According to the experimental evidence of the existence of soluble and stable barrel subdomains in many different (βα)8 barrels, we suggest a process of subdomain assembly through genomic evolution which may result in multiple lineages of novel (βα)8 barrels in the human genome. In addition, the splice variants found in the human genome possibly form homo-dimers, heterodimers, or three-quarter barrel + quarter-barrel complexes to complete the (βα)8 barrel structure. The ribbon diagram shows a representation of the canonical (βα)8 barrel structure, and the different colors correspond to subdomains of different proteins that can be reassembled in the complete barrel (center). This model provides additional support for the proposed models on the origin of the (βα)8 barrel fold through the assembly of smaller subdomains. The 3D structure of PDB 1AW1 was used to illustrate the model.
Sequence diversity resulting from alternative splicing events is maintained in eukaryotic genomes throughout evolution.
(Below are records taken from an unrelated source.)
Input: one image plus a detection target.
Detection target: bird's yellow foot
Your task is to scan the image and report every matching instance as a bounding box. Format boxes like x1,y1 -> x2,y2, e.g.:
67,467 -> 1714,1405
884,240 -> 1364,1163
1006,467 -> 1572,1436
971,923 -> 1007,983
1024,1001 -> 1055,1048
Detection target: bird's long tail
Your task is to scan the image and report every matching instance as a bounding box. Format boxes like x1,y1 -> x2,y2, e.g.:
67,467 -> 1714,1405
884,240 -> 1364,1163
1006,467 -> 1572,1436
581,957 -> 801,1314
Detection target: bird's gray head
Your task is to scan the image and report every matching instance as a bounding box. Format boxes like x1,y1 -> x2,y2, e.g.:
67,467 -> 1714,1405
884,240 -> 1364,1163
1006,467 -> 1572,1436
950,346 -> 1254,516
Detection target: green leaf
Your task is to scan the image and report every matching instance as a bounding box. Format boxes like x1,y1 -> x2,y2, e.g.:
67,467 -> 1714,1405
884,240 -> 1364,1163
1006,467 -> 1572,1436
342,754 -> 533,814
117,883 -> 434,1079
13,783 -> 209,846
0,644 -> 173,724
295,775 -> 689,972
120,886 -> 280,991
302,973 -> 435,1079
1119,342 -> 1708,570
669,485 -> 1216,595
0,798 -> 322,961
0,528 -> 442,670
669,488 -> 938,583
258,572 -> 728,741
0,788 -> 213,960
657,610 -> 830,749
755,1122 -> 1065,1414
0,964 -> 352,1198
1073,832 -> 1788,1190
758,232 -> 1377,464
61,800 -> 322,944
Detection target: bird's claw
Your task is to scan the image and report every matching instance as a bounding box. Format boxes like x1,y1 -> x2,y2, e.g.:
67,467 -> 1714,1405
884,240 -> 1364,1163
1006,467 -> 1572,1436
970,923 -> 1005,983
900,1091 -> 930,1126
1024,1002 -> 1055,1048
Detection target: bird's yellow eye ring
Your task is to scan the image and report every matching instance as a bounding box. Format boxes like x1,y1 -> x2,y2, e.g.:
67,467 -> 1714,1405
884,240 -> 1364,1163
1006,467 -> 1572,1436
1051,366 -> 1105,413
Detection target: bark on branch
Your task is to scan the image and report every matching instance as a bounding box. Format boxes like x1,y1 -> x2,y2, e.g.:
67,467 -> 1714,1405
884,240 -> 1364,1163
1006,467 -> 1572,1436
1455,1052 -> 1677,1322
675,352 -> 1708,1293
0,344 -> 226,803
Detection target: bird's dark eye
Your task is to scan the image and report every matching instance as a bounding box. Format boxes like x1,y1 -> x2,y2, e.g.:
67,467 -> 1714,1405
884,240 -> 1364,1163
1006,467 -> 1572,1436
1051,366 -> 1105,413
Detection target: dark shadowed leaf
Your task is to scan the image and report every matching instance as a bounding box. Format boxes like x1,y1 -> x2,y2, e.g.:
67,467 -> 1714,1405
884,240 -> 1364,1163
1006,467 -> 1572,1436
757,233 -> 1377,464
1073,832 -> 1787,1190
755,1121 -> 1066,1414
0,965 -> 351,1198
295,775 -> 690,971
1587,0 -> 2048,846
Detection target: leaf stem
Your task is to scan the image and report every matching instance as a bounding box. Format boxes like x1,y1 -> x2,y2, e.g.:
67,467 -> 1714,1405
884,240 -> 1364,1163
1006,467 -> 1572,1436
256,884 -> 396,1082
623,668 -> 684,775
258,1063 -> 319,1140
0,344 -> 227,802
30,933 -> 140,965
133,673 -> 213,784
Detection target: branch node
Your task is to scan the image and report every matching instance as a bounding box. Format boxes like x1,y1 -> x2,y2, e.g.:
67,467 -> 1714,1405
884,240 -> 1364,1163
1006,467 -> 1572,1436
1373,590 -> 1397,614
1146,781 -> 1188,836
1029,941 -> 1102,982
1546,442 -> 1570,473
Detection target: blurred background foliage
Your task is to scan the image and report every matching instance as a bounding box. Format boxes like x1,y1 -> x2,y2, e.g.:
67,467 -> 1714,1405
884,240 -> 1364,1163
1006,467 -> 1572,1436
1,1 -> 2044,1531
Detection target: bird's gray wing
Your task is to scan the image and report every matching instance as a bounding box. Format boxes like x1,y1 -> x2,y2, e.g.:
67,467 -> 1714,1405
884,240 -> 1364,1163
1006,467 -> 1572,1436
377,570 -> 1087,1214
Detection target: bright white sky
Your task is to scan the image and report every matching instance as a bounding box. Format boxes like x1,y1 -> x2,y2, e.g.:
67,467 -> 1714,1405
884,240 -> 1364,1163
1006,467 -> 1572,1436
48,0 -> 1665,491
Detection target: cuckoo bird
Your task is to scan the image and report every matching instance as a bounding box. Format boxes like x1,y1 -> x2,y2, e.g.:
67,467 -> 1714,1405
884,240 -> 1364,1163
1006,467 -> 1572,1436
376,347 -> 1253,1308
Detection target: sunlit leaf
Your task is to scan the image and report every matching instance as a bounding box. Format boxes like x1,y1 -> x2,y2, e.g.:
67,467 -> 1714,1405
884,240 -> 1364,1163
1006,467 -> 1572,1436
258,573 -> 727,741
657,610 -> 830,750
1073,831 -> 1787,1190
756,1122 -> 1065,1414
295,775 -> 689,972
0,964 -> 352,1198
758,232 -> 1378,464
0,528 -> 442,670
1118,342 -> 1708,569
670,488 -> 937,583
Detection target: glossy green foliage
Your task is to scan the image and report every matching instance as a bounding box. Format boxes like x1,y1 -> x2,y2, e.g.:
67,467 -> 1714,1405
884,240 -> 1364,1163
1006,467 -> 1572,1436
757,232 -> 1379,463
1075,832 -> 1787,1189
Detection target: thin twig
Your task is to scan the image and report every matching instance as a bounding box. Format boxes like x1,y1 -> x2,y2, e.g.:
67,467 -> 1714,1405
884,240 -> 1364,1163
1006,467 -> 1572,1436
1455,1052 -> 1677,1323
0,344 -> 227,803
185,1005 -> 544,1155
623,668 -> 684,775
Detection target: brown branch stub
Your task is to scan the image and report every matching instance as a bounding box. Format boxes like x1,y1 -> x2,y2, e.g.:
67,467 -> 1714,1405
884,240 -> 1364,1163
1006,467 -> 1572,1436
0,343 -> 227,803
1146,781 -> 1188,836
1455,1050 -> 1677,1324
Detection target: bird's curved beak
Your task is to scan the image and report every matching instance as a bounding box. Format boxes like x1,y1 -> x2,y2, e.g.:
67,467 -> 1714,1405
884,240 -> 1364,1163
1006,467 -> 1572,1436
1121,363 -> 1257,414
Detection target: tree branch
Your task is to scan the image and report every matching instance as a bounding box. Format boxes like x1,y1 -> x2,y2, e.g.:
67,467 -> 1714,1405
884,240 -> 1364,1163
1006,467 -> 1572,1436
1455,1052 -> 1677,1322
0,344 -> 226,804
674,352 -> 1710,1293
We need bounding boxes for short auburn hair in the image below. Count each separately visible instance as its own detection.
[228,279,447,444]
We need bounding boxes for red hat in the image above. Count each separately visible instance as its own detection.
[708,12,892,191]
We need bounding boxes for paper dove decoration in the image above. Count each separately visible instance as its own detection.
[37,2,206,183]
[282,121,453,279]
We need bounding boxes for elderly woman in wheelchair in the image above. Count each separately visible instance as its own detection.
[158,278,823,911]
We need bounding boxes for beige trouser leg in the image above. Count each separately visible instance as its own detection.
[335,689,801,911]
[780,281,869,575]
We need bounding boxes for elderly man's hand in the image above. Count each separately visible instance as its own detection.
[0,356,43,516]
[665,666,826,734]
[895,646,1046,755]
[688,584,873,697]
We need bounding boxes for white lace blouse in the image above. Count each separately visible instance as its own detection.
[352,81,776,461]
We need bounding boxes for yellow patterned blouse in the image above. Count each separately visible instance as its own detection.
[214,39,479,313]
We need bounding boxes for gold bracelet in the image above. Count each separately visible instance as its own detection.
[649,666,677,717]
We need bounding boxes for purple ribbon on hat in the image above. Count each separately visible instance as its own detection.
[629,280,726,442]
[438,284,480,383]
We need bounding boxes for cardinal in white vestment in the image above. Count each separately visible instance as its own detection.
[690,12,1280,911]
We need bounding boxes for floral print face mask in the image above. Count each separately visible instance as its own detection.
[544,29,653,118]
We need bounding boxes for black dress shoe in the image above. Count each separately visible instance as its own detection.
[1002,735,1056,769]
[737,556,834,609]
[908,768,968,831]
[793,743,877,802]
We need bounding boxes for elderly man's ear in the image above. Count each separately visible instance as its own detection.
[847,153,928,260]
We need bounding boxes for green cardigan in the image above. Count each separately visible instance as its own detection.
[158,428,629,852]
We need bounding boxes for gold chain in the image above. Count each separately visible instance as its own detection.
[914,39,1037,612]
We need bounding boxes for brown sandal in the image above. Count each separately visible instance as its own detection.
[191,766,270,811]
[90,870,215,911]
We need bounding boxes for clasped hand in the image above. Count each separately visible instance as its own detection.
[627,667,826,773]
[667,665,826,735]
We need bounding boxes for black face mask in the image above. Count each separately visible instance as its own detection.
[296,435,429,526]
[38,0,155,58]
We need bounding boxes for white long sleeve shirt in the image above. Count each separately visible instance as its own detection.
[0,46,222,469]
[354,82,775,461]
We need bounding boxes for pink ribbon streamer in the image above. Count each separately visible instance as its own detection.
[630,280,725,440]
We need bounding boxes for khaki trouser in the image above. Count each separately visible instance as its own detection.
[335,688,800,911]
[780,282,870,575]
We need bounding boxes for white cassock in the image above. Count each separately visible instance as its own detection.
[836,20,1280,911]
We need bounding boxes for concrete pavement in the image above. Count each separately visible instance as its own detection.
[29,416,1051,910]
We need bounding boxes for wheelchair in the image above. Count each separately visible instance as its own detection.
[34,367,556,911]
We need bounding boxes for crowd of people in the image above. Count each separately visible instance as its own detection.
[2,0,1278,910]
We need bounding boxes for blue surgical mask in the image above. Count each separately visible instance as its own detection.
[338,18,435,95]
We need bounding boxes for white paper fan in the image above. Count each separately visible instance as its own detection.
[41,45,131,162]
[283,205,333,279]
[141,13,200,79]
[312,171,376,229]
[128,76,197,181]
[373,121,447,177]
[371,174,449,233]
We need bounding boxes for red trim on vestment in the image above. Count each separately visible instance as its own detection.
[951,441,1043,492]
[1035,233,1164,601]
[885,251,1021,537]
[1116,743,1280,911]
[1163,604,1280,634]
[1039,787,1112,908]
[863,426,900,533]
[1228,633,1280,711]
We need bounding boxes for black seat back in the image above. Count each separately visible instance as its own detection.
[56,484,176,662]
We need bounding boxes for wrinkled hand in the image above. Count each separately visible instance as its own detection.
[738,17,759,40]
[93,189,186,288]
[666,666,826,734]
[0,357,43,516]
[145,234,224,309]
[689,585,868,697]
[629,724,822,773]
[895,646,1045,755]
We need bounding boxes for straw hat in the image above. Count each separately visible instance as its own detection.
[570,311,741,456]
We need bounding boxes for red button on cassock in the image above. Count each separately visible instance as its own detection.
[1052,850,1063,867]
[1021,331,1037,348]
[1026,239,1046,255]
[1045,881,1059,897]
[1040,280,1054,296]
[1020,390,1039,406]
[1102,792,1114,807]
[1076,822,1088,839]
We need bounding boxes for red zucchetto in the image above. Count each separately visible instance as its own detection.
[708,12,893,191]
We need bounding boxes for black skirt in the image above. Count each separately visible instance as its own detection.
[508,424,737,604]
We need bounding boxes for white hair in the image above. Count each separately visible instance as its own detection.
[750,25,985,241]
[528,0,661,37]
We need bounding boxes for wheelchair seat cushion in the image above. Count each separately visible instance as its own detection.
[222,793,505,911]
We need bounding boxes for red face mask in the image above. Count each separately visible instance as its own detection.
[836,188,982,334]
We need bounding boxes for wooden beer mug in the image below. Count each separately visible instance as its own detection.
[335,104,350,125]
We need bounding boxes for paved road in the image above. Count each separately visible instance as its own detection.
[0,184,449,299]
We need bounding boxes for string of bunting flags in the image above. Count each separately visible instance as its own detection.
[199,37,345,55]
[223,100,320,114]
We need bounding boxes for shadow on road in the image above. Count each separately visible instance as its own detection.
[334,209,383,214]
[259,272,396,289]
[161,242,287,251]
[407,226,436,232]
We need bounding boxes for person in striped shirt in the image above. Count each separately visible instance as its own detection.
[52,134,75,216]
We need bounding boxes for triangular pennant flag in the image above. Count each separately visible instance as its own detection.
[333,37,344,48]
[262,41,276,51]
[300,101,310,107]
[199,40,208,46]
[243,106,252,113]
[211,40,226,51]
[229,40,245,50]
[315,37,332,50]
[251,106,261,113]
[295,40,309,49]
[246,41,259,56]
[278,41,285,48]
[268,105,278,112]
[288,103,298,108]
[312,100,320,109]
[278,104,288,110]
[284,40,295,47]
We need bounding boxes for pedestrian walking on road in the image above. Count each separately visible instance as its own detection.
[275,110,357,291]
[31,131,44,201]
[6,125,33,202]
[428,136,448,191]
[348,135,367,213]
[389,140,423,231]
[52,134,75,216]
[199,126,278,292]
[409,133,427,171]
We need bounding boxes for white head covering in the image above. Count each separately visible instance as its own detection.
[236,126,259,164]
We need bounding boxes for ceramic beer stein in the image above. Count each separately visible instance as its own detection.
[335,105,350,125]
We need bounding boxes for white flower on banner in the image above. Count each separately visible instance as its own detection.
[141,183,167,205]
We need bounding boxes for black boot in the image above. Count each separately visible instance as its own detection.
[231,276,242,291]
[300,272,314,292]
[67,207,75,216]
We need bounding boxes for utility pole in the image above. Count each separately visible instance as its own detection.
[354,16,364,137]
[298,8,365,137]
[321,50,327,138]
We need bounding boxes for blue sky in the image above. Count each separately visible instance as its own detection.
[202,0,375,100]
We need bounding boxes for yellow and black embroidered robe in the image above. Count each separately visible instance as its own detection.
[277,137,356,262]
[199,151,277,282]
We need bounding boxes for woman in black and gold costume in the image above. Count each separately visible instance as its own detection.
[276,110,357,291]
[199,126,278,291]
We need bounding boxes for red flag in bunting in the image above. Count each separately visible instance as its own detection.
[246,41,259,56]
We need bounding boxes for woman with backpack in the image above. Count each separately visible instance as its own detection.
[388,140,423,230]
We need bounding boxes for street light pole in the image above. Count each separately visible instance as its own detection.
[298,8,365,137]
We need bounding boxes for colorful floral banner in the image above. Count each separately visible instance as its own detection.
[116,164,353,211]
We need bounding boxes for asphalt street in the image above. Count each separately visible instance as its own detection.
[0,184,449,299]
The human genome revealed a much smaller number of genes than anticipated, strengthening the notion that alternative splicing is a major factor in expanding protein diversity. The decade after the completion of the human genome sequencing has seen dramatic developments in sequencing technologies. These developments have generated a plethora of new sequences originating from alternative splicing events and have demonstrated that these events are not only involved in normal molecular processes but are also associated with human diseases such as cancer –. This work highlights the necessity of studying the folded and functional sequence space of alternatively spliced protein products in the laboratory and the importance of such studies in answering questions about the development and pathogenesis of many diseases where alternative splicing is involved. Our work suggests the possibility of crossing borders in sequence space without changing the natural robustness of a (βα)8 barrel and reinforces the hypothesis that (βα)8 barrel proteins appear to be considerably more tolerant to deletions, insertions, and replacements than previously stated.
Materials and Methods
Annotation of (βα)8 barrel proteins from human genome
The predicted (βα)8 barrel domain proteins encoded in Homo sapiens (taxon ID:9606) genome (Ensembl, GRCh37) were obtained using the fold recognition algorithms of the Gene3D program (v:11.0.0, CATH: v3.5.0) . From the 22,111 protein-coding genes annotated for the human genome, 14,708 have at least one CATH Superfamily assignment. From these, 172 protein-coding genes were predicted with the CATH topology: 3.20.20, which corresponds to the (βα)8 barrel domain (Table S1). The splice variants for each gene were obtained from UniProtKB, and only the protein coding genes with experimental evidence that their splice variants exist at the mRNA level were selected (Table S2), resulting in 135 splice variants (Table S3). The existence at mRNA level of all the isoforms was also confirmed by searching in VEGA and ENSEMBL databases. The identification of the full-length protein sequence (canonical sequence) was extracted from the UniProtKB  database for each gene. The so-called “canonical sequence” is the most prevalent sequence and/or the most similar sequence among orthologous species . The three types of splicing events (insertion, deletion and substitution) were identified after the sequence alignment of all splice variants for each gene, and all positional information annotated in the Table S4 and Tables S5 refers to the canonical sequence.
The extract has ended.